Alarm History
The alarm history feature integrates with Elasticsearch to provide long term storage and maintain a history of alarm state changes.
When enabled, alarms are indexed in Elasticsearch when they are created, deleted, or when any of the "interesting" fields on the alarm are updated (more on this below.)
Alarms are indexed so that operators can answer the following questions:
-
What were all the state changes of a particular alarm?
-
What was the last known state of an alarm at a given point in time?
-
Which alarms were present (i.e. not deleted) on the system at a given point in time?
-
Which alarms are currently present on the system?
A simple REST API is also made available for the purposes of evaluating the results, verifying the data that is stored and providing examples on how to query the data.
Setup
Alarm history indexing can be enabled as follows:
First, log in to the Karaf shell of your Meridian instance and configure the Elasticsearch client settings to point to your Elasticsearch cluster. See Elasticsearch Integration Configuration for a complete list of available options.
$ ssh -p 8101 admin@localhost
...
admin@opennms()> config:edit org.opennms.features.alarms.history.elastic
admin@opennms()> config:property-set elasticUrl http://es:9200
admin@opennms()> config:update
-
To make the alarm history feature start automatically on future service starts, add the line
opennms-alarm-history-elastic
to the file${OPENNMS_HOME}/etc/featuresBoot.d/alarm.boot
. (Create the file if it does not exist.) -
To make the alarm history feature start now, log in to the Karaf shell and run the following command to load the feature:
feature:install opennms-alarm-history-elastic
Alarm indexing
When alarms are initially created, we push a document to Elasticsearch that includes all of the alarm fields as well as additional details on some of the related objects (i.e., the node.)
In order to avoid pushing a new document every time a new event is reduced on to an existing alarm, we only push a new document when (at least) one of these conditions are met:
-
We have not recently pushed a document for that alarm. (See
alarmReindexDurationMs
.) -
The severity of the alarm has changed.
-
The alarm has been acknowledged or unacknowledged.
-
Either of the associated sticky or journal memos have changed.
-
The state of the associated ticket has changed.
-
The alarm has been associated with, or removed, from a situation.
-
A related alarm has been added or removed from the situation.

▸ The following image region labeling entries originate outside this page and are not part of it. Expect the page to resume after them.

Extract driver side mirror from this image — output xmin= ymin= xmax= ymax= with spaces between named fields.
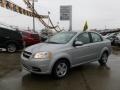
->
xmin=73 ymin=41 xmax=83 ymax=46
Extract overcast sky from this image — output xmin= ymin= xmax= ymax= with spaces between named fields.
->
xmin=0 ymin=0 xmax=120 ymax=30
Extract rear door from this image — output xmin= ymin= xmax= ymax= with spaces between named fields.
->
xmin=90 ymin=32 xmax=104 ymax=60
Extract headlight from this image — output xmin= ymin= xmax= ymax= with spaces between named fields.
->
xmin=34 ymin=52 xmax=52 ymax=59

To change this behavior and push a new document for every change, you can set indexAllUpdates to true .
|
When alarms are deleted, we push a new document that contains the alarm id, reduction key, and deletion time.
The following table describes a subset of the fields in the alarm document:
Field | Description |
---|---|
@first_event_time |
Timestamp in milliseconds associated with the first event that triggered this alarm. |
@first_event_time |
Timestamp in milliseconds associated with the last event that triggered this alarm. |
@update_time |
Timestamp in milliseconds at which the document was created. |
@deleted_time |
Timestamp in milliseconds when the alarm was deleted. |
id |
Database ID associated with the alarm. |
reduction_key |
Key used to reduce events on to the alarm. |
severity_label |
Severity of the alarm. |
severity_id |
Numerical ID used to represent the severity. |
Options
In addition to those mentioned in Elasticsearch Integration Configuration, you can set the following optional properties in ${OPENNMS_HOME}/etc/org.opennms.features.alarms.history.elastic.cfg
:
Property | Description | Default |
---|---|---|
indexAllUpdates |
Index every alarm update, including simple event reductions. |
false |
alarmReindexDurationMs |
Number of milliseconds to wait before re-indexing an alarm if nothing "interesting" has changed. |
3600000 |
lookbackPeriodMs |
Number of milliseconds to go back when searching for alarms. |
604800000 |
batchIndexSize |
Maximum number of records inserted in a single batch insert. |
200 |
bulkRetryCount |
Number of retries until a bulk operation is considered failed. |
3 |
taskQueueCapacity |
Maximum number of tasks to hold in memory. |
5000 |